Big Data Analytics
The first steps toward achieving a lasting competitive edge with Big Data analytics.
"Big data is a big deal," analysts from McKinsey & Company wrote in a recent Financial Times article that draws its facts from a 156-page McKinsey report studying Big Data's potential in five sectors.
Yesterday, I posted a brief overview of the free report and some of its key conclusions. Today, I'd like to point out a few of the integration issues you'll need to consider when it comes to Big Data.
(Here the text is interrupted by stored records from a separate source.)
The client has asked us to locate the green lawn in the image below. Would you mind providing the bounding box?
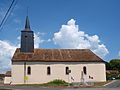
[17,79,69,87]
[15,79,113,87]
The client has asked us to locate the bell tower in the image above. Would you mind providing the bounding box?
[20,16,34,53]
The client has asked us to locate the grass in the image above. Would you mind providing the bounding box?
[16,80,113,87]
[17,79,69,87]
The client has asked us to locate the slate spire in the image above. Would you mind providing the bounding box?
[20,16,34,53]
[25,16,31,30]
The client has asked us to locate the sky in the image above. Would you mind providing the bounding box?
[0,0,120,73]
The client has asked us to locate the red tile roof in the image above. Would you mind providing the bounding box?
[5,71,11,77]
[106,70,120,74]
[12,48,105,62]
[0,74,5,77]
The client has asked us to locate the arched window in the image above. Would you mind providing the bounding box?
[66,67,69,75]
[47,66,51,75]
[83,66,87,75]
[27,66,31,75]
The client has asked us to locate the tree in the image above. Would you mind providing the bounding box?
[109,59,120,71]
[106,62,112,70]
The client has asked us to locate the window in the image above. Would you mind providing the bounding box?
[47,66,51,75]
[83,66,87,75]
[27,66,31,75]
[66,67,69,75]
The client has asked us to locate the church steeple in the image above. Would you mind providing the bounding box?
[20,16,34,53]
[25,16,31,30]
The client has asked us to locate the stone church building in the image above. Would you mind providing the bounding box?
[11,16,106,84]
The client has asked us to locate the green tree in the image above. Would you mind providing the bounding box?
[106,62,112,70]
[109,59,120,71]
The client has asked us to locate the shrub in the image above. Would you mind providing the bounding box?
[106,73,120,80]
[47,79,68,84]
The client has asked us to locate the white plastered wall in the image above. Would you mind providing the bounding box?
[4,77,12,84]
[12,62,24,84]
[12,62,106,84]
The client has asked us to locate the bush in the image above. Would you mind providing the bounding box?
[106,73,120,80]
[17,79,69,87]
[47,79,68,84]
[106,59,120,71]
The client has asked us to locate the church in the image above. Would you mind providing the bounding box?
[10,16,106,84]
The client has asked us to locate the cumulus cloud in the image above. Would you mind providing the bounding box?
[118,51,120,57]
[53,19,109,58]
[47,39,52,42]
[0,32,44,73]
[13,19,21,24]
[0,40,17,73]
[34,32,44,48]
[0,8,5,19]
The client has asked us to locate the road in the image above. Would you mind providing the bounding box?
[102,80,120,88]
[0,80,120,90]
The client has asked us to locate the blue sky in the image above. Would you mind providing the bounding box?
[0,0,120,73]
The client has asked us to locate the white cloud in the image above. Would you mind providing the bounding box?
[47,39,52,42]
[0,8,5,19]
[0,32,44,73]
[0,40,17,73]
[13,19,21,24]
[37,32,45,35]
[17,36,20,40]
[118,51,120,57]
[53,19,109,58]
[34,32,44,48]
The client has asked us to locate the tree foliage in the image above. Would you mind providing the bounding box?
[106,59,120,71]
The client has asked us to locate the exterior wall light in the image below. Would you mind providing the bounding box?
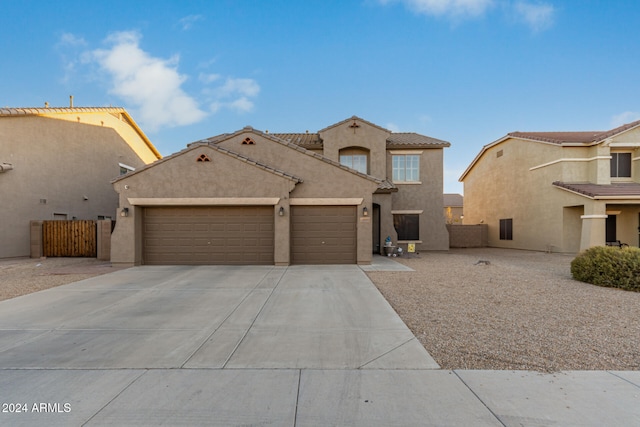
[120,207,129,217]
[279,206,285,216]
[363,206,368,216]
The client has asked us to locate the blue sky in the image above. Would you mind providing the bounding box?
[2,0,640,193]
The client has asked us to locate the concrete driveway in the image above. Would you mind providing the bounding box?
[2,260,638,426]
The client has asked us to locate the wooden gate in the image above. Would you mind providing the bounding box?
[42,220,97,257]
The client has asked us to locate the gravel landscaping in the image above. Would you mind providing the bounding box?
[1,249,639,372]
[368,248,640,372]
[0,257,123,301]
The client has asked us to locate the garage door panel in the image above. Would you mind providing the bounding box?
[291,206,357,265]
[144,206,274,265]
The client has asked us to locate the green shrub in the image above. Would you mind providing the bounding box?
[571,246,640,292]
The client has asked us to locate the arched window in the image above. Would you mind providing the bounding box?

First, it's important to note that when the McKinsey analysts and others talk about Big Data, they're really not just talking about massive amounts of data, as Forrester Principal Analyst Brian Hopkins pointed out to me in the comments of last week's post about Big Data and integration:
We are thinking about it in terms of not only big volume, but high velocity, variety and variability. Some of the most interesting uses of technologies such as Hadoop are coming from the velocity and variability characteristics of "data at an extreme scale" - which is perhaps a better thing to think of when you hear the words Big Data.' What we are seeing is that it's not about just handling large amounts of complex data - agree, we have been doing that for years, as you point out. It's more about handling it in ways that are faster, cheaper and more forward looking that our current technology allows.
The McKinsey analysts take essentially the same view, as they explain in the FT article (free registration may be required for access). The article states:
In addition to the sheer scale of big data, the real-time and high frequency nature of the data is also key. For example, nowcasting' is used extensively and adds considerable power to prediction. Similarly the high frequency of data allows users to test theories in near real-time and to a level never before possible.
Obviously, this focus on real time and high frequency requires a more robust integration plan than your run-of-the-mill ETL project.
Again, many of the integration technology issues associated with Big Data are also not unique - they're just required on a uniquely large, fast and frequent scale. Legacy systems, incompatible standards and formats are all among the data integration challenges you'll encounter with Big Data. Again, that's nothing new.
But Big Data will require integrating a broader range of data, according to the FT article. This is not your typical B2B fare:
Above all, access to data needs to broaden. Increasingly companies will need to access data from third parties and integrate them with their own but today there are few areas where there are efficient markets for the trading or sharing of data-for example, there is no market for the sharing of the aggregate movement patterns derived from mobile phones that retailers want to mine as they try to understand the behavior of their customers.
In many cases, we're talking about large data sets owned by governments, some of which currently aren't even available yet.
Obviously, Big Data will be a big deal, creating not just new business and cost-saving opportunities, but potentially redefining democracy and open government. But all of that potential hinges on our ability to integrate, mine and use the data. McKinsey's report offers a good starting point for turning Big Data's potential into a reality.